I servizi igienici. I bagni della facoltà sono davvero una nota dolente: troppo pochi in rapporto alla popolazione studentesca e decisamente malmessi. Al piano terra ne ho contati solo sette: due nell'ampio corridoio della biblioteca, altri due alle estremità dell'Aula 16, e due situati nel corridoio accanto alla sala informatica. Per la loro vicinanza all'Aula 2 questi ultimi sono i bagni più gettonati, ma al loro interno vi sono solo due gabinetti (almeno in quello maschile). In fondo a questo corridoio, sulla sinistra, c'è un terzo bagno (misto), semiclandestino. Privo di insegne sulla porta, non ho mai capito se si trattasse di un bagno "ufficiale" o no: spesso era chiuso a chiave e dotato di un solo gabinetto. E' il più malridotto. Il personale delle pulizie, scarso, fa quello che può ma in generale le condizioni semi fatiscenti dei servizi è tale da scoraggiare il loro uso.
Durante l'occupazione della facoltà dello scorso inverno, il Rettore, invece di rallegrarsi che 'sti ragazzi avessero dato finalmente un segno di vitalità, s'è spaventato e nel giro di una notte ha fatto montare videocamere di sicurezza in tutta la facoltà. Dopo tre anni di tasse versate, e salate, avrei preteso avesse speso quei soldi nel potenziare piuttosto le infrastrutture, a cominciare dai servizi igienici.

La didattica. E' il cuore di un corso universitario. E per quanto mi riguarda, in questi tre anni l'ho trovata eccellente. Non voglio esaminare adesso quest'aspetto, alla didattica dedicherò un articolo a parte. Qui voglio solo citare, al volo, i corsi che ho trovato più interessanti e validi: sicuramente le lezioni di Ferretti, tutte; poi quelle della coppia Giardini-Marramao, una finestra sul mondo passato e presente; la competenza della Giunta nella sua materia; le lezioni di linguistica della Catricalà ma anche quelle, interessantissime, della Stefinlongo (anche se c'ha torturato per tre giorni con i clitici); cito anche le lezioni di Abrusci pur non avendole seguite (all'eopca ero non frequentante), ma Elena mi ha sempre detto, e se lo dice lei non ho dubbi che sia così, che le sue lezioni sono state perfette, sia per la chiarezza di esposizione in aula, sia per la precisione svizzera con cui Abrusci ha seguito il programma del corso.

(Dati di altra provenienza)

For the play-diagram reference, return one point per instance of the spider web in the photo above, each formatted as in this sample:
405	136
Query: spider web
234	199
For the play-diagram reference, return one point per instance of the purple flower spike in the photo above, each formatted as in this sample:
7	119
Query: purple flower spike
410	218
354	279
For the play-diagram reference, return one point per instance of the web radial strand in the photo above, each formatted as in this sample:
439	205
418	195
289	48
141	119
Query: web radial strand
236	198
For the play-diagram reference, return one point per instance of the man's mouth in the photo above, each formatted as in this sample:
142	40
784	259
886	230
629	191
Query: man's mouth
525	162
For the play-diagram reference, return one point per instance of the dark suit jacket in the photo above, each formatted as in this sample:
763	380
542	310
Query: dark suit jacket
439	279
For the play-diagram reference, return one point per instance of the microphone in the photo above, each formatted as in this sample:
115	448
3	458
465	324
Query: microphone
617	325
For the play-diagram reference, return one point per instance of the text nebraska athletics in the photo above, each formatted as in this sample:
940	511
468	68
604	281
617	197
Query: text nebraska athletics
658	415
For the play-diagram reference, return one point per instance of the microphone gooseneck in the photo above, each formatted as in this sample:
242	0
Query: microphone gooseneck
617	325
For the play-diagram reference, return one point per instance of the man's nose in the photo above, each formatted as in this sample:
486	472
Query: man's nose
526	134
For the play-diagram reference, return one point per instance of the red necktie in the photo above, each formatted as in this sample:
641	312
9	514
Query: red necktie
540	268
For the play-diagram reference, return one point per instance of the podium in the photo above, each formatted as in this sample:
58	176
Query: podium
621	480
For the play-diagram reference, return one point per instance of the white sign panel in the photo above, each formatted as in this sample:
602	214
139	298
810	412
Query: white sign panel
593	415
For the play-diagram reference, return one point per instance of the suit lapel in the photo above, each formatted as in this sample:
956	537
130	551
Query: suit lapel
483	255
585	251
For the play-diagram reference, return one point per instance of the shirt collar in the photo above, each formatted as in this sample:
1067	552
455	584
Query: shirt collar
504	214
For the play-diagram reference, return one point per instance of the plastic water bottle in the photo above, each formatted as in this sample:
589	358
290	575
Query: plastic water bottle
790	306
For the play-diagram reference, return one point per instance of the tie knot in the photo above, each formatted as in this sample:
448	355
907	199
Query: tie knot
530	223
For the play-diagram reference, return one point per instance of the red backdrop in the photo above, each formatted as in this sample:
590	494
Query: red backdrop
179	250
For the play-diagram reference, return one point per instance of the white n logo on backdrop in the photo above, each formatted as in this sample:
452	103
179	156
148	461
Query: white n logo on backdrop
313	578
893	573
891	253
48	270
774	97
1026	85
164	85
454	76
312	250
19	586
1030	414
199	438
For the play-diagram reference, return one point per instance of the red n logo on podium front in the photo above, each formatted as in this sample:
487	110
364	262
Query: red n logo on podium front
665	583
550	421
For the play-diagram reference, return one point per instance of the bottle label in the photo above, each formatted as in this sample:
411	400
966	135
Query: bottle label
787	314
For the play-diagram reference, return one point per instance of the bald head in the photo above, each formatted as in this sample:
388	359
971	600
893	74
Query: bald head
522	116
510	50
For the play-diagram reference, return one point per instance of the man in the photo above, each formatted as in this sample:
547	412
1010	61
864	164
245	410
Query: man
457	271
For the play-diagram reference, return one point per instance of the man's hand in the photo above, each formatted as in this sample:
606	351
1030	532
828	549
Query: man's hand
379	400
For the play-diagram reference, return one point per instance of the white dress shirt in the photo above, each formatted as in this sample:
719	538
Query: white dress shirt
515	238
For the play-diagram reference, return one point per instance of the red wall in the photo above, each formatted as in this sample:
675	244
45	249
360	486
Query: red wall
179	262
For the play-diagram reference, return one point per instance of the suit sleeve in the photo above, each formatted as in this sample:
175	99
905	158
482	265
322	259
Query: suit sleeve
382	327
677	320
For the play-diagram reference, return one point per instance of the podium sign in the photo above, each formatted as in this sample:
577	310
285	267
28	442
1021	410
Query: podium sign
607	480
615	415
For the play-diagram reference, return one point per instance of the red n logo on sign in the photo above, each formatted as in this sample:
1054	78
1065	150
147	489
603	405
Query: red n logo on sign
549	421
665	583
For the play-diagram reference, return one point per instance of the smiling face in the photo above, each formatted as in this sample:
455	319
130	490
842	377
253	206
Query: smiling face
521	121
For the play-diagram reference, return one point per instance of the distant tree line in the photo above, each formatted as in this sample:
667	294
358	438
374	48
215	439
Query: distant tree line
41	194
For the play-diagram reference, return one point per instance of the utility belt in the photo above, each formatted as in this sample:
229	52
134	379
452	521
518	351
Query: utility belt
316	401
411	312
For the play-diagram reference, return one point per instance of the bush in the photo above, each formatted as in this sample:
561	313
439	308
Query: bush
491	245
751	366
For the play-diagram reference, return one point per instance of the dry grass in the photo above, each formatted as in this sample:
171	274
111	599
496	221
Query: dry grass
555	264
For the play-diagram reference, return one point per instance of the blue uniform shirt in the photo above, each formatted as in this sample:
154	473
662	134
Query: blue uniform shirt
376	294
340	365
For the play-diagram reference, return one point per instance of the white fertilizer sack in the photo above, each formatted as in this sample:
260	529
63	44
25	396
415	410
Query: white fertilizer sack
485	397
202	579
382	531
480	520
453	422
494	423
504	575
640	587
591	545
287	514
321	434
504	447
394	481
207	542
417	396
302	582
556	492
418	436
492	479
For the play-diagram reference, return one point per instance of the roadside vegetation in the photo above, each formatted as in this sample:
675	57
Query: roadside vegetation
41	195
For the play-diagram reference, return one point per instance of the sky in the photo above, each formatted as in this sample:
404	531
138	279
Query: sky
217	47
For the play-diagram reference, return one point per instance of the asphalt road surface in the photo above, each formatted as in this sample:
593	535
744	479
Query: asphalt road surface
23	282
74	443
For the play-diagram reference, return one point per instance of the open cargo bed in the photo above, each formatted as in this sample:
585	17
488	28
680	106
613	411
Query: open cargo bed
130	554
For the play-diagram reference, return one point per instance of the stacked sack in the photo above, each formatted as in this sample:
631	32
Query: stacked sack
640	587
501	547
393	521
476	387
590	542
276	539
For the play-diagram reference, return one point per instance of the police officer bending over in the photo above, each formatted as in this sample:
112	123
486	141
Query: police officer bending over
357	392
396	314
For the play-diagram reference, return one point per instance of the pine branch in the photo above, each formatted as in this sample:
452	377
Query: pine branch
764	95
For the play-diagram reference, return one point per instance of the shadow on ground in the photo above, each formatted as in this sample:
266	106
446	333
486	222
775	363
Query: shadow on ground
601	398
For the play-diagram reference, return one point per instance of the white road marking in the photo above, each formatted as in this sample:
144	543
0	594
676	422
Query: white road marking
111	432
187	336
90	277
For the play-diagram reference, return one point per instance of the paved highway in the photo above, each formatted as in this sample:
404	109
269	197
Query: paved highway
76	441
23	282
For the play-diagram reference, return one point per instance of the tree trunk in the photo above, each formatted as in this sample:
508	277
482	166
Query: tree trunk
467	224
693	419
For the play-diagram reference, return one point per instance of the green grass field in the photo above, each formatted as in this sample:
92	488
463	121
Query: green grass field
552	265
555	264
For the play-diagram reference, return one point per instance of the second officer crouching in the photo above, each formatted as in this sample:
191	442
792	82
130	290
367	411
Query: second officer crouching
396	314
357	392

La presenza in aula. E' fondamentale, e l'esperienza di questi tre anni l'ha ampiamente dimostrato. Eppure, in questi anni, ho notato la sgradevole tendenza che hanno i ragazzi a disertare le lezioni man mano che il semestre avanza. Questo fenomeno si accentua nel II semestre, quello estivo. A maggio in aula c'erano praticamente quattro gatti, a parte i soliti noti del primo banco, e questo è paradossale perché un giovane ha sicuramente più tempo e meno difficoltà a frequentare rispetto ad un adulto. Penso alle mie colleghe, per esempio: tutte hanno mariti, compagni, figli da seguire (una di loro nel frattempo è diventata anche nonna, auguri) e naturalmente un lavoro a tempo pieno da mantenere. Insomma per molte di loro arrivare in aula la mattina era un po' una corsa ad ostacoli. Eppure erano sempre lì a timbrare il cartellino. I ragazzi, data l'età, si suppone che questi vincoli non li abbiano, ma per loro la presenza in aula è un optional. E questo è un errore. Seguire le lezioni non solo è parte integrante della didattica, ma è anche un'opportunità: metà di un esame si costruisce in aula. Ma soprattutto, quasi sempre, è anche un piacere. E a questo aspetto dedicherò un prossimo articolo.